# Did this board go down?



## L8_0RGY (Sep 12, 2003)

All afternoon i haven't been able to this forum.

I'd tried all possible methods such as going to my bookmark, typing in the address, finding it on Google etc but they all came back with either a 404 or never fully loaded the site - even after 1/2 hour!!

What happened?


----------



## scoTTy (May 6, 2002)

Yep. It wasn't just you. It seems the forum went down for a while.


----------



## Neil (May 7, 2002)

I just got a 404 code a minute ago as well, thought it had gone down again :roll:


----------



## Jae (May 6, 2002)

There has been a major increase in the number of user today, as a result of a Web Worm that is trying to bring the site down.
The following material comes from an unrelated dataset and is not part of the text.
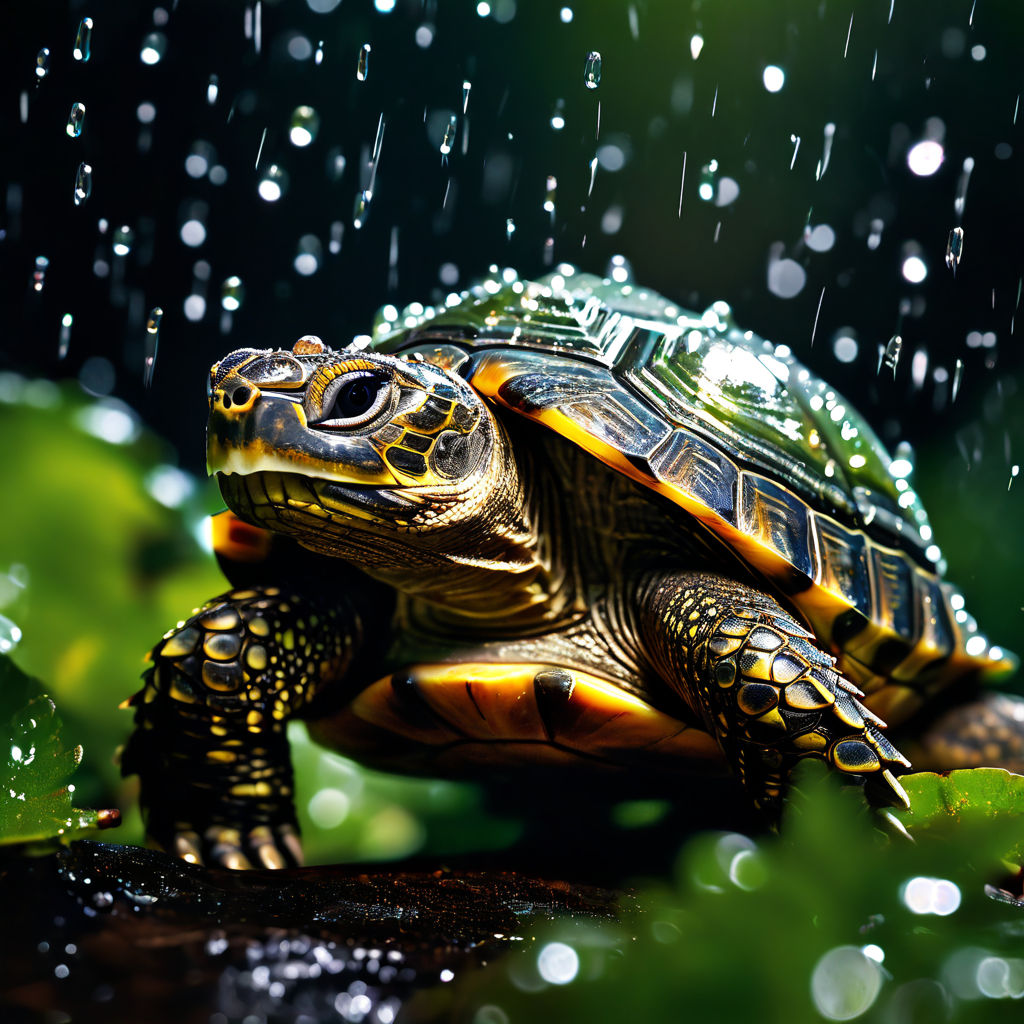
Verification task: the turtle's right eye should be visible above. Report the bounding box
[314,371,394,429]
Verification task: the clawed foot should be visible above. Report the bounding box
[167,822,304,870]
As a result the server was not able to serve the number of requests that were being sent to the site in its present configuration. We have tuned the server to perform at 150% of its normal configuration (default) which means that it is able to counter the number of requests, and still enable you to browse the site as "normal". as a benefit, the site will, once this nuciance has been eliminated on the web, perform REALLY quickly!!!

This is something that we cannot control, but we HAVE every solution that we can find in place to make sure that things proceed as normal.

All the best, and happy new year

Jae


----------



## L8_0RGY (Sep 12, 2003)

Happy new year to you too.


----------